Elon Musk had quite a weekend on Twitter. The billionaire tech mogul accused one of the cave divers who helped save a Thai soccer team of being a pedophile yesterday. And now the diver is considering a lawsuit.
British national Vernon Unsworth was instrumental in rescuing 12 kids and their soccer coach from a flooded Thai cave last week. And Unsworth wasn’t shy about explaining that Elon Musk’s plan to rescue the kids was ridiculous. This criticism led Musk to first question whether Unsworth was even there (he was) and then led Musk to call the hero a “pedo guy,” pedo being short for pedophile.
Unsworth told the AFP news agency today that he hadn’t personally seen the tweets (Musk deleted them last night) but explained that’d he’d heard about them.
“If it’s what I think it is yes,” Unworth replied when the AFP asked him if he planned to sue. Unsworth said that he’d make a final decision about a defamation lawsuit when he got back to the UK.
“He’s just a PR stunt merchant—that’s all he is,” Unsworth said about Musk, according to the AFP.
What prompted Musk to call Unsworth a pedophile? Musk seemed to base his unfounded claim on the fact that Unsworth is British and spends time in Thailand. Child sex trafficking and prostitution is a problem in Thailand, just as it is in countless other parts of the world like Musk’s country of birth South Africa, but simply living in any country is clearly not grounds for such accusations. When Twitter users told Musk to chill out, Musk doubled down on the accusation, saying “bet ya a signed dollar it’s true.”
Unsworth splits his time between Thailand and the UK and is considered the foremost expert on the caves where the Thai soccer team was trapped. Without Unsworth’s help, the rescue probably wouldn’t have been as successful as it was.
But Elon Musk has been incredibly sensitive to criticism that he’s received about his own actions in Thailand. Musk famously flew into Thailand with his “mini-submarine,” which was ridiculed by many for being an absurd and impractical way to save the kids. Countless experts, including Unsworth, called Musk’s actions a “PR stunt.” The head of the rescue team said that Musk’s idea simply was “not practical.”

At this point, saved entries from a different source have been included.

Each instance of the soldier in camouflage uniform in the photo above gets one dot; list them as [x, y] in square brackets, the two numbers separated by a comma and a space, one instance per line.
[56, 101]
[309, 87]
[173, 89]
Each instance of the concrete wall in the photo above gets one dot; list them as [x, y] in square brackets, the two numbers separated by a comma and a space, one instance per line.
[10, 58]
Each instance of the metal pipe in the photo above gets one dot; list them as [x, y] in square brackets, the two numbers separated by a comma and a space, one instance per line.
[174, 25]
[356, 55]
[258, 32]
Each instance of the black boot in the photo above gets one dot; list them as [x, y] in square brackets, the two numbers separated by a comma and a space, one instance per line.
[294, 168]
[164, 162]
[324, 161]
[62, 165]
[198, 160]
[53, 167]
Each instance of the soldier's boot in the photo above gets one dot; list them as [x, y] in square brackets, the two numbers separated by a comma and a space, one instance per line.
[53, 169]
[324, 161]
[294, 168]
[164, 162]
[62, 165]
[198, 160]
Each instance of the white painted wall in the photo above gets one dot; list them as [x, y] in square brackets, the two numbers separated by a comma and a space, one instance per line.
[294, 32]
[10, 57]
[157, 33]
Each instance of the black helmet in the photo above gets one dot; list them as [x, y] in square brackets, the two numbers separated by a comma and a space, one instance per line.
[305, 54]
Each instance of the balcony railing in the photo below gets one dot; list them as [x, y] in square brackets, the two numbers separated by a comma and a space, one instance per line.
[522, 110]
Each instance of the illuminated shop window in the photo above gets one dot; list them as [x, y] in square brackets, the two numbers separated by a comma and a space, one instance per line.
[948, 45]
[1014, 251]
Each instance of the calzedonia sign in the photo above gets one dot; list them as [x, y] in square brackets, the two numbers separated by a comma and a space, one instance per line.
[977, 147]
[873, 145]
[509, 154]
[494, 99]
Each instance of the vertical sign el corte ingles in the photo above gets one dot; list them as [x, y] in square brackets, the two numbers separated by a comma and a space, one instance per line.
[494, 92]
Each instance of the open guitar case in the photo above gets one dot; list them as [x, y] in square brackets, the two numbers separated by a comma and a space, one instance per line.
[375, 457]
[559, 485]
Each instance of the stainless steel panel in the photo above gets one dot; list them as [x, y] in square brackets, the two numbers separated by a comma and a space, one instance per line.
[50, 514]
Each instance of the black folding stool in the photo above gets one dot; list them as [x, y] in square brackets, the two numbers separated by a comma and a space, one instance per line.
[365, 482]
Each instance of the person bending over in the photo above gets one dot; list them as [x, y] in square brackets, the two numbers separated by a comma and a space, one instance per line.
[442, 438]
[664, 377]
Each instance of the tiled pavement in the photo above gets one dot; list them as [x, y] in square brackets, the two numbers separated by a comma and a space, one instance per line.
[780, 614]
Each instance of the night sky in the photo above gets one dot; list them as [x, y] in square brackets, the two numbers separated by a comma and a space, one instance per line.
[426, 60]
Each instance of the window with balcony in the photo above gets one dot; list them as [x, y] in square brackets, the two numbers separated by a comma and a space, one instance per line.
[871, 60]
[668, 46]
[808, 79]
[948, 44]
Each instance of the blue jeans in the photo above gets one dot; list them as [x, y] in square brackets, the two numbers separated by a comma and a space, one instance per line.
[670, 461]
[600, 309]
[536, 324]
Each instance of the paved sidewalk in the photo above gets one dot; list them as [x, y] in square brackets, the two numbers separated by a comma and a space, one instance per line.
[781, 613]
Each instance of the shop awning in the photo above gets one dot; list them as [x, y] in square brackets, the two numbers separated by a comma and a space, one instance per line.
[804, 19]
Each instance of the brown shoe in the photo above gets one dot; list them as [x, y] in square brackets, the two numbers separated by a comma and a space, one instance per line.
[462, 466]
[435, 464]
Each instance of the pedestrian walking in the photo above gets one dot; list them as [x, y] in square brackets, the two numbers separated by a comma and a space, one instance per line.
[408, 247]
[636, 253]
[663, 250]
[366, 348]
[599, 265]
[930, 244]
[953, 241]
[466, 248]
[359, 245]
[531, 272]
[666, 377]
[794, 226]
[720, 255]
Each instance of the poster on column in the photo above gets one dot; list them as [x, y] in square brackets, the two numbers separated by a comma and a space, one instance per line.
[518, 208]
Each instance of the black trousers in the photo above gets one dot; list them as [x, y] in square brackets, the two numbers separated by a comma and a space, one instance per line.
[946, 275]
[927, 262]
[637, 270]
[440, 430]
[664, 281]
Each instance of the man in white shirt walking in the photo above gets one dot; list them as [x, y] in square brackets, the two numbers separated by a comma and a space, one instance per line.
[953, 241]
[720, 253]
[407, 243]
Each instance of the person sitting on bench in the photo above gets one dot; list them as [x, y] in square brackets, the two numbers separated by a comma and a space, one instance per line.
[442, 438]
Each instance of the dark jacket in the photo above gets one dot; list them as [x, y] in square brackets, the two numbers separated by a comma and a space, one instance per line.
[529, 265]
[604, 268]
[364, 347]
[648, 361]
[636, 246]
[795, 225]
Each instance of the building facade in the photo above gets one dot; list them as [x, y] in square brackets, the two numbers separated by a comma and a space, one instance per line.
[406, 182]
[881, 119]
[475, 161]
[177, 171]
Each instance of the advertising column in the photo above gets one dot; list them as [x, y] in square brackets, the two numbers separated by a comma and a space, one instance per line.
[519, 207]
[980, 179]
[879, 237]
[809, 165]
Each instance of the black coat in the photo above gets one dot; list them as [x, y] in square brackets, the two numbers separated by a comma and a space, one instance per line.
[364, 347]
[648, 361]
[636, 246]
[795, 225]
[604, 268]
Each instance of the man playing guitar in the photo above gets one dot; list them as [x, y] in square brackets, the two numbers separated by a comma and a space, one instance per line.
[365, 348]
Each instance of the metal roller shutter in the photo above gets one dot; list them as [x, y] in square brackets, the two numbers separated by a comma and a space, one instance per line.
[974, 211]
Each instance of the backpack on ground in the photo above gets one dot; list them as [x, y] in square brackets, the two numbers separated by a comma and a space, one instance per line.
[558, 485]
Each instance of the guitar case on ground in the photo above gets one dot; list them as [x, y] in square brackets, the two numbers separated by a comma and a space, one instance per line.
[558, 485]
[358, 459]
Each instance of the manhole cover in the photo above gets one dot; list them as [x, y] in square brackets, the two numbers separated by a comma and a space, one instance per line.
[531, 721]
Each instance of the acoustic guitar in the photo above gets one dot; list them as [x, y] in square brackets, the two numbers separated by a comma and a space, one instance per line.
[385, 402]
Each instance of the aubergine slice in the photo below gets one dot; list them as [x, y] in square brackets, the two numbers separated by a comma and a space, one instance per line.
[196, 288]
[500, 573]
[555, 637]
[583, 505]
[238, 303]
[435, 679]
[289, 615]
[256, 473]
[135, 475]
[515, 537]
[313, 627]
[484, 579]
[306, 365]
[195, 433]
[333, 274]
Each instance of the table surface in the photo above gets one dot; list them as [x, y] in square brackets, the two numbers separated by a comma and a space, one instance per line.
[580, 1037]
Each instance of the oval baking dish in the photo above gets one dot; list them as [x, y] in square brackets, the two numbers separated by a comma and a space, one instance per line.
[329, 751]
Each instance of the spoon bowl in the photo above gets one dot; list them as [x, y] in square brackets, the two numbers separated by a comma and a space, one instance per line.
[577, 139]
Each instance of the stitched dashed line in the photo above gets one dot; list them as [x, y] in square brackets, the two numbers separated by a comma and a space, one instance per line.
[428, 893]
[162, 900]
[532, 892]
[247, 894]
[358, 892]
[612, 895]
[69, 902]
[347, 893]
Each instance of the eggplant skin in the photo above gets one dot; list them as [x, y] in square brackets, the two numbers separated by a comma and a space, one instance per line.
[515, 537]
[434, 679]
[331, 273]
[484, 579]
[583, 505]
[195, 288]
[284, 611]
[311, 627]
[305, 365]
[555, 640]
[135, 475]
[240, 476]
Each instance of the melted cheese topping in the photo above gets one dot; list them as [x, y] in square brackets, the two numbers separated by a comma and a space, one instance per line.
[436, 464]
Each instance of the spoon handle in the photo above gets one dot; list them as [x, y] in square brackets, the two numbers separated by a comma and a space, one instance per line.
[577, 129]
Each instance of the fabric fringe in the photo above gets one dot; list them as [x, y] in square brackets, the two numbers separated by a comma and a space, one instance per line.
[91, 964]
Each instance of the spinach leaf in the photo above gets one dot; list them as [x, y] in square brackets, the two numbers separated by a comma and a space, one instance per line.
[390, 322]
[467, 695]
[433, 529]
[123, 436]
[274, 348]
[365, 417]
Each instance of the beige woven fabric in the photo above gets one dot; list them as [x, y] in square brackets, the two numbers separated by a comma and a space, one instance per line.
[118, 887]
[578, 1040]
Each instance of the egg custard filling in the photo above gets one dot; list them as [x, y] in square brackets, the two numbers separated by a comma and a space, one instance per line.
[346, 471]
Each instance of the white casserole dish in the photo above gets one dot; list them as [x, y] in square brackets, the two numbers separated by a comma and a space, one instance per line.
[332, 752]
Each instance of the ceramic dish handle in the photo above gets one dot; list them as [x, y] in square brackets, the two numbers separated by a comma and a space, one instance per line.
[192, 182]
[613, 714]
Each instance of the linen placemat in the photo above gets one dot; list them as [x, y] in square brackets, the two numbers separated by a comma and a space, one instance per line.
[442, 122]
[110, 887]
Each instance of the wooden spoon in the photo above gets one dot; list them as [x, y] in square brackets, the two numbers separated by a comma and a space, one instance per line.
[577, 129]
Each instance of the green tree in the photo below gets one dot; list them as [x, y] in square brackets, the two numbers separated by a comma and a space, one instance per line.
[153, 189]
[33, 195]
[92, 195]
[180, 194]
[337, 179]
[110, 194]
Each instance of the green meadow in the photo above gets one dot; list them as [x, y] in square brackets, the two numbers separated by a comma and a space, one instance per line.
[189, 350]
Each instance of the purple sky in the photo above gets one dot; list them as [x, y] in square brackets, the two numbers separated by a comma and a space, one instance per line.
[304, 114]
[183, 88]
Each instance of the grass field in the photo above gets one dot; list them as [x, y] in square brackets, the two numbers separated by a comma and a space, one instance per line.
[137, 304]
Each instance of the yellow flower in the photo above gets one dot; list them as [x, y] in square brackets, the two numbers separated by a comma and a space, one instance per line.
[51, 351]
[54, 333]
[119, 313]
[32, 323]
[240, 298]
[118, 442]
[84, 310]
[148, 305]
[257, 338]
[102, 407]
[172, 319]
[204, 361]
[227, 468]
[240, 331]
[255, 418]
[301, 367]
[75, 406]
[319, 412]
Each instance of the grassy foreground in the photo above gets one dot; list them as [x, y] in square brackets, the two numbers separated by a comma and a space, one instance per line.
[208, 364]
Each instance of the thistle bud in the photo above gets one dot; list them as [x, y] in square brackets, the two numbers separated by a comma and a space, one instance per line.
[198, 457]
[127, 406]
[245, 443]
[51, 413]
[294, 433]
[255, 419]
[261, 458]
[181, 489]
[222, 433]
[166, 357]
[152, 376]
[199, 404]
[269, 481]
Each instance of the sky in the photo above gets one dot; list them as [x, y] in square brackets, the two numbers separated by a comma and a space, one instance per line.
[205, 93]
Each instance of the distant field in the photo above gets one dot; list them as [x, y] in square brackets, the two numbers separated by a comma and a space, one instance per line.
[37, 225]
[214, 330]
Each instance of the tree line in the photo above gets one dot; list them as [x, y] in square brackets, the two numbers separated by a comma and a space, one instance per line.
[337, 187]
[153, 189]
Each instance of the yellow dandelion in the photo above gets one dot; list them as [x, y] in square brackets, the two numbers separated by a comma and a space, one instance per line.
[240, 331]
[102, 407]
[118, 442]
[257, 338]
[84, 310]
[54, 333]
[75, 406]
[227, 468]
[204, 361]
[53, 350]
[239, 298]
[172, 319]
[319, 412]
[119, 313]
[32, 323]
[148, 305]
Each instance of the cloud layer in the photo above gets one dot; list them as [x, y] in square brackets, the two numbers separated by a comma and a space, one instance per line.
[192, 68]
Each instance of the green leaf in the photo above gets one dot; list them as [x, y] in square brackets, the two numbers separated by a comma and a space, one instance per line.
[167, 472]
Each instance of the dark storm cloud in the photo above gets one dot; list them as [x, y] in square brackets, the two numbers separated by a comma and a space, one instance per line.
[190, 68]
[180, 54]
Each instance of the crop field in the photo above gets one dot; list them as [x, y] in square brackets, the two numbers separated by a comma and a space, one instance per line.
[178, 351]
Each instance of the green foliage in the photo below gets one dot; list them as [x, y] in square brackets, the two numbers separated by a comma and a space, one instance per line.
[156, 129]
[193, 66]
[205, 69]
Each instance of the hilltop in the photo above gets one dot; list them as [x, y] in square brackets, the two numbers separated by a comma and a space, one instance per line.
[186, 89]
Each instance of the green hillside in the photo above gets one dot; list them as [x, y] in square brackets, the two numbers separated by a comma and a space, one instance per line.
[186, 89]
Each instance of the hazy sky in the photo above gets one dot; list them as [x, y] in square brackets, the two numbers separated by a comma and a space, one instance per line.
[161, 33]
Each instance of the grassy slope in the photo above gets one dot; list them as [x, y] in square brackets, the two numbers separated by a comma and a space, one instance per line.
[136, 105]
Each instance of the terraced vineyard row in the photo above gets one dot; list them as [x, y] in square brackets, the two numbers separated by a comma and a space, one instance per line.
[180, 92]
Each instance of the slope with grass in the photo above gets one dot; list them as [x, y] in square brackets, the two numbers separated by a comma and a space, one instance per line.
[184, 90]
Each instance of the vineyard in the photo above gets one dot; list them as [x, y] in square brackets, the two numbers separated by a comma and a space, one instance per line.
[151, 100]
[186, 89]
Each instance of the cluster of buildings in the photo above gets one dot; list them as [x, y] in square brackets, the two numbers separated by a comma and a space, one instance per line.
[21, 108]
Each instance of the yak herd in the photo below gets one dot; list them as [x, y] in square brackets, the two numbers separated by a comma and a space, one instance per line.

Elon Musk has been an object of ridicule and scorn for the past week, not only for his baseless attacks on heroes, but because Musk was revealed to have given thousands of dollars to Republicans over the last quarter. Public records show that Musk has given $39,600 to a Republican PAC called Protect the House, which seeks to keep Republican control of the House of Representatives. Republicans, as you might recall, are the people who have built baby cages and instituted a policy of “zero tolerance” for asylum seekers at the US-Mexico border. Musk’s donations came the week after America’s internment camps had become mainstream news.
Musk was one of the last tech figures to quit President Trump’s advisory council in 2017 and has gotten heat for getting cozy with authoritarians. Musk insisted that he could change things from inside the Trump regime, but that claim was always pretty silly. It seemed like Musk was simply looking out for himself with all his dabbling in the political sphere. And it makes sense. Musk makes a lot of money from the government. His companies receive as much as $4.9 billion in subsidies by some estimates, though it’s tough to break out the numbers exactly. Even if it’s just a fraction of that, his businesses, from SpaceX to Tesla, rely heavily on government handouts.
Elon Musk has spent the past decade becoming a nerd-hero to so many who want him to represent the best that the tech community has to offer. But it seems every time people get their hopes up, he lets them down.
Correction: This post originally quoted Musk as saying “bet ya a dollar it’s true.” Musk, in fact, tweeted, “bet ya a signed dollar it’s true.” Presumably, Elon Musk believes that a dollar signed by himself is worth more than a dollar. Gizmodo regrets the error.
Correction: This post originally described Protect the House as a SuperPAC. In fact, it’s a regular Republican PAC. Regular PACs are allowed to donate to individual candidates, but have limits on how much they can spend. Super PACs have no limits on how much they can spend on issues that involve candidates, but cannot give money directly to candidates.